Zira kadın; köleliğin, sömürünün, yönetimsizliğin, iradesizliğin, savunmasızlığın en fazla dayatıldığı toplumsal varlık konumundadır. O nedenle de özgür yaşamı inşa mücadelesinin öncü gücü kadındır. Kadın her dönemde olduğu gibi bugün de hedef konumundadır. Bu topraklarda kadın kimliğinin, bedeninin, yaşam hakkının elinden alındığı en trajik örneklerden biri de 3 Ağustos tarihinde yaşanmıştır. 3 Ağustos 2014 tarihi, insanlık ve kadın düşmanı DAİŞ çeteleri tarafından kadim halkımız Êzidîlere yönelik, Şengal'de gerçekleştirilen işgal ve soykırımın yıl dönümüdür. 3 Ağustos, başta Êzidî halkımız olmak üzere bölge ve insanlık açısından unutulmayacak ve unutturulmaması gereken bir tarihtir. Binlerce Êzidî, dünyanın gözleri önünde, sadece inancı ve kimliği yüzünden katledilmiş, soykırıma maruz kalmıştır. Yine binlerce Êzidî kadın, bu vahşi çeteler tarafından kaçırılarak pazarlarda satılmış, tecavüze uğramış ve katledilmiştir.

'Özyönetim direnişlerine sahip çıkılmalı'

Şengal'i o dönemde işgalci, tecavüzcü çetelere bırakıp kaçanlar da unutulmayacaktır. İşgalden sonra gerilla öncülüğünde başlayan halk direnişi ve Şengal'in kurtuluşuyla, Êzidî halkımızın katliam fermanlarıyla dolu tarihi, öz savunma ve kendi varlığını koruma mücadelesine dönüşmüştür. Bugün vesilesiyle, Şengal'in DAİŞ vahşileri tarafından işgalini ve gerçekleştirilen soykırımı bir kez daha lanetliyor; kadınların öncülüğünde yeni ve özgür bir Ortadoğu'nun yaratılmasının ancak sömürgeci, tecavüzcü zihniyetle daha güçlü mücadele ederek başarılabileceğine olan iddia ve inancımızı belirtiyoruz. 3 Ağustos tarihi; bizlere çarpıcı ve üzücü bir şekilde göstermiştir ki, nerede olursa olsun kadınların öz savunması olmadan hiçbir yaşam hakkı garantide olmayacaktır. Bu temelde, bütün kadınlar daha örgütlü, daha yaygın bir özsavunma temelinde, özyönetim direnişlerine sahip çıkmalı ve öncülük görevlerini yerine getirmelidirler.
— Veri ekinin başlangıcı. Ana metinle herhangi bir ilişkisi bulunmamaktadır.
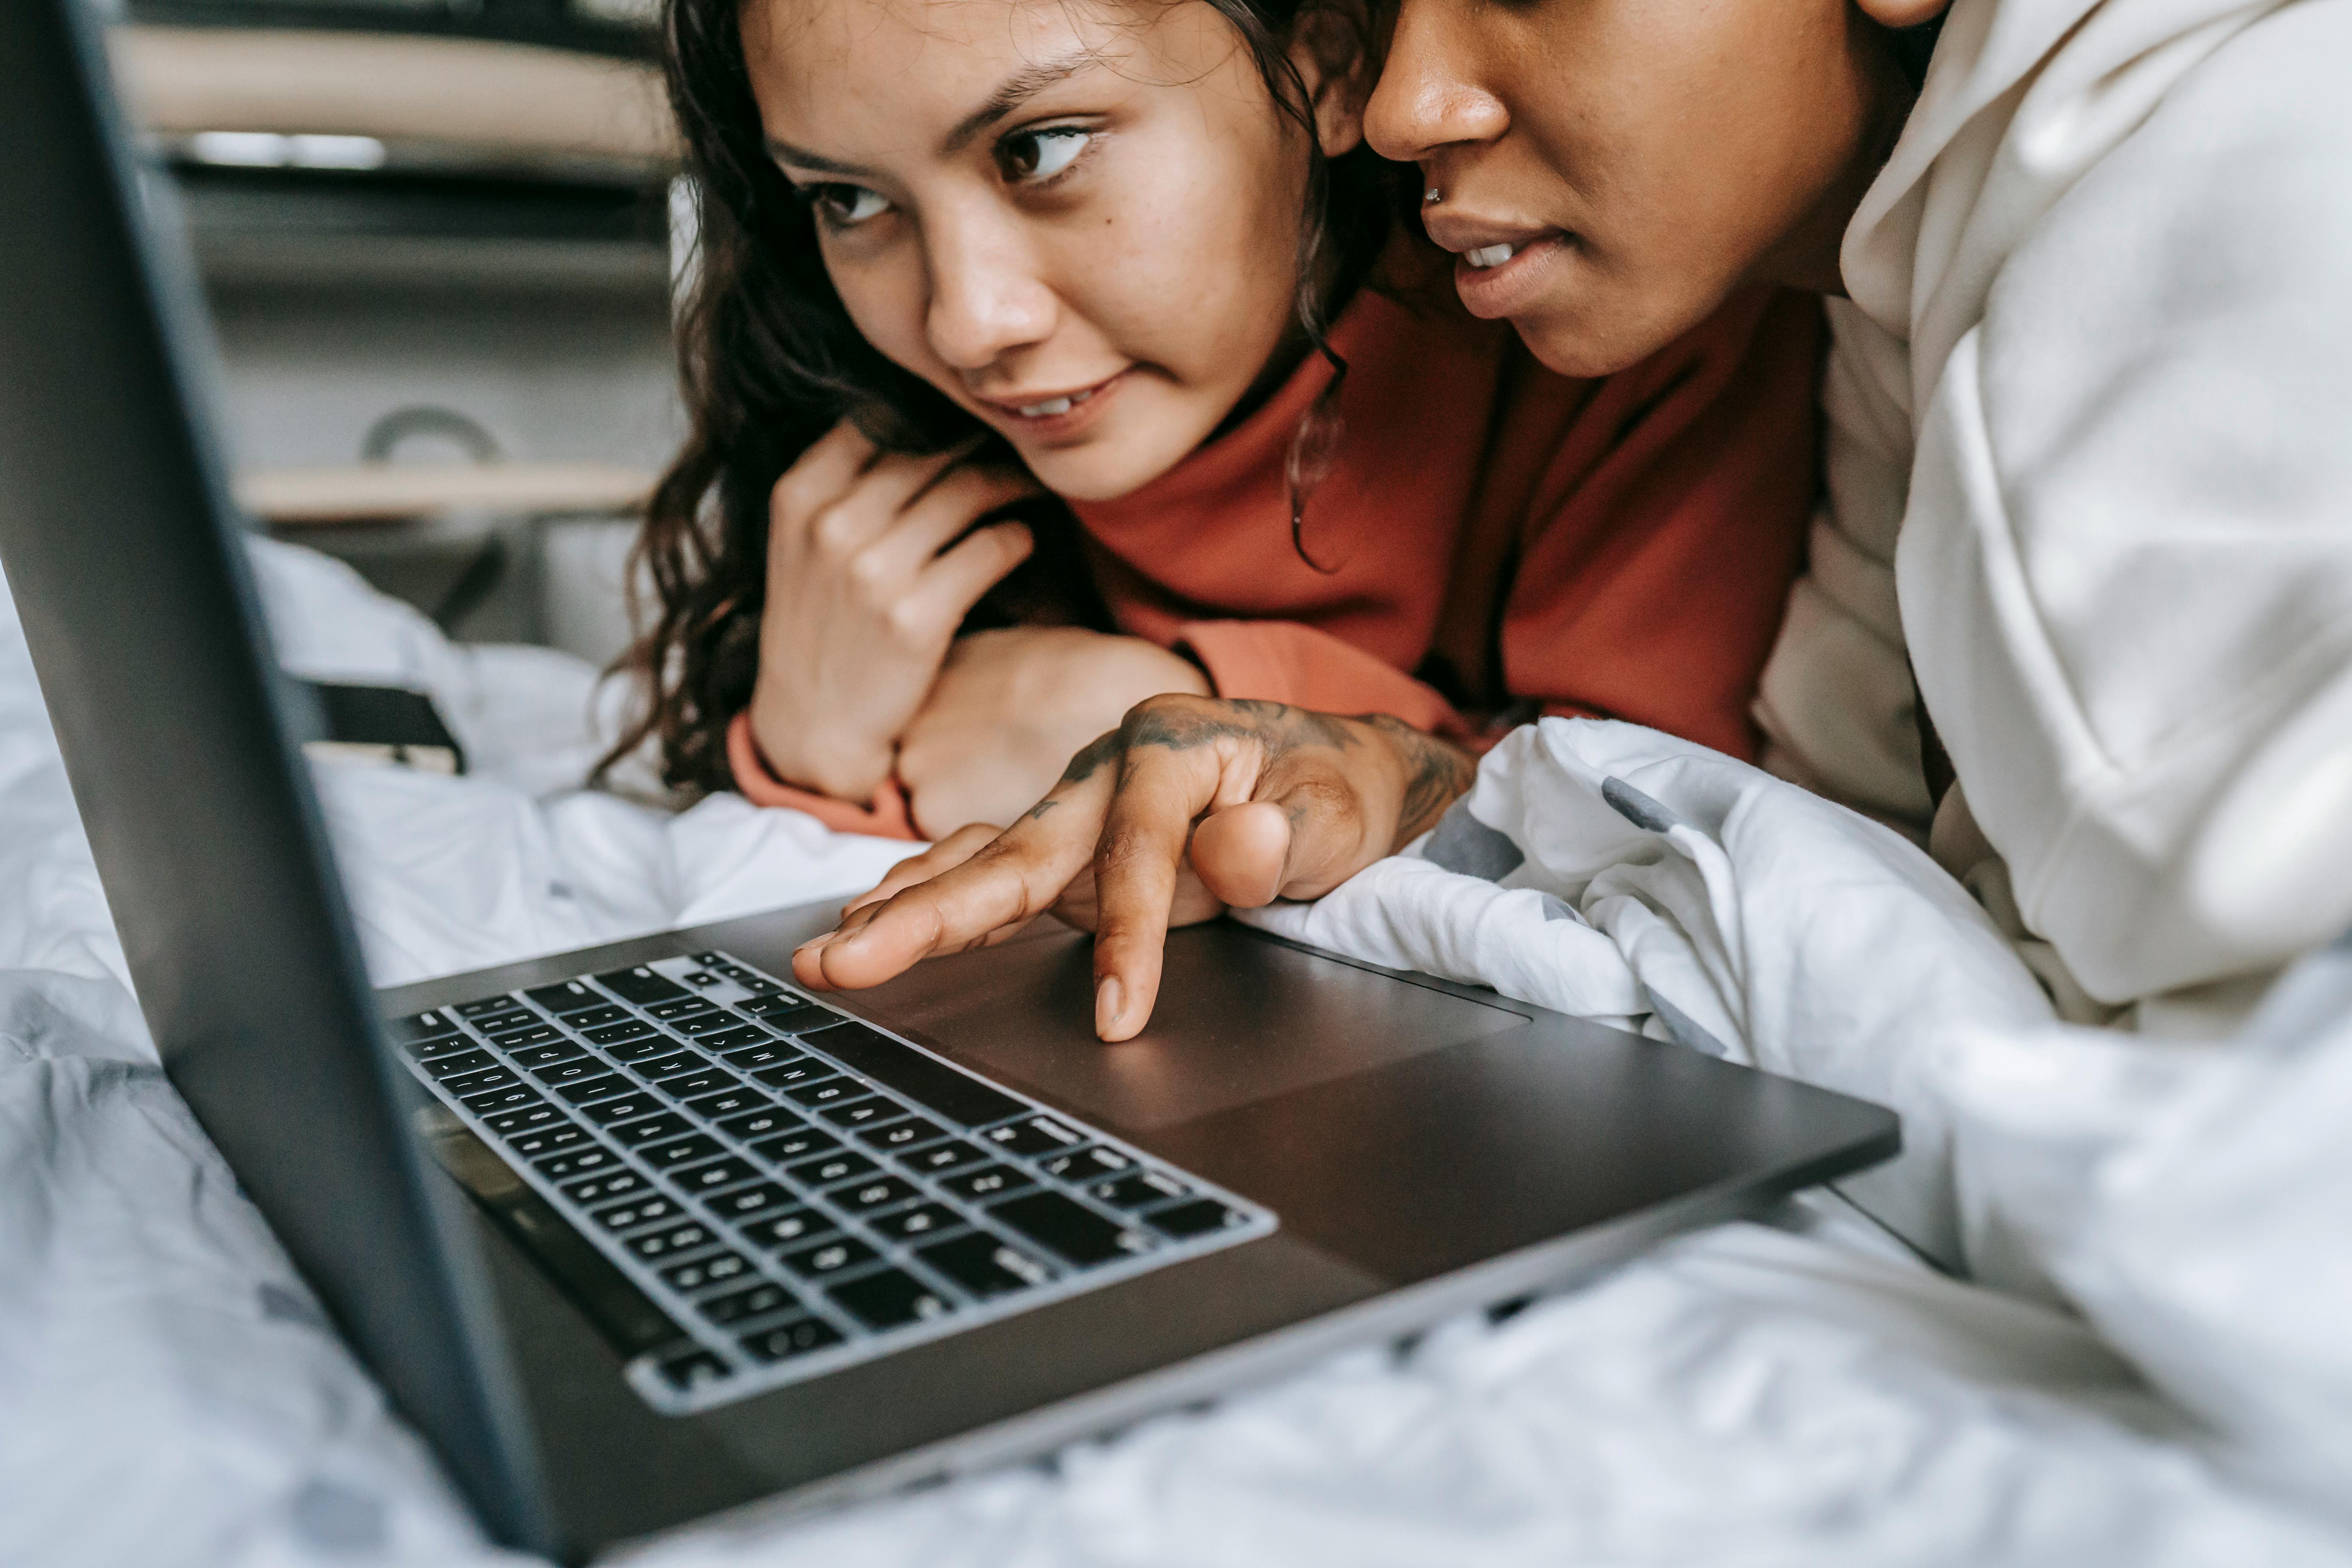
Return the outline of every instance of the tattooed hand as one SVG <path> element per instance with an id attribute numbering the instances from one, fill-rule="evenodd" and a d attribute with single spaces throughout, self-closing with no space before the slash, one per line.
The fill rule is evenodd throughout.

İmralı işkencesine karşı mücadele çağrısı

Türk sömürgeci devletinin faşist savaş klikleri arasında yaşanan kaos ortamında; Önderliğimizden hiçbir haber alamamış olmamız, sürecin tehlikeli ve tüm halklara kaybettirecek kirli karakterini ortaya çıkarmıştır. Bu nedenle, Önder Apo'ya dayatılan tecrit ve esaret koşullarını ortadan kaldırılmasını sağlamak, başta Kürt kadınlarının öncü duruşu olmak üzere, gerçekleştirilecek yaygın ve sonuç alıcı eylemselliklerle mümkündür. Önder Apo'nun özgürlüğünün, tüm kadınların ve Ortadoğu'nun özgürlüğü anlamına geldiği, son yıllarda yaşanan DAİŞ-AKP vahşetiyle çok daha yakıcı bir biçimde ortaya çıkmıştır. İmralı işkence sistemi yıkılmalıdır. En büyük öz savunma mücadelesi, İmralı işkence, şantaj ve tehdit sistemini yok etme direnişidir. İmralı işkence sistemini yıkmak, özgür yaşamı inşa etmek demektir."

Açıklamanın sonunda başta Kürt kadınları olmak üzere halkın "Özgür ülke, özgür Önderlik" şiarıyla öz yönetim direnişlerine sahip çıkılmasını, tüm demokrasi güçleriyle birlikte ortak direniş hattının yükseltilmesi istenerek, bunun dikta rejimine karşı tek çözüm yolu olduğu belirtildi.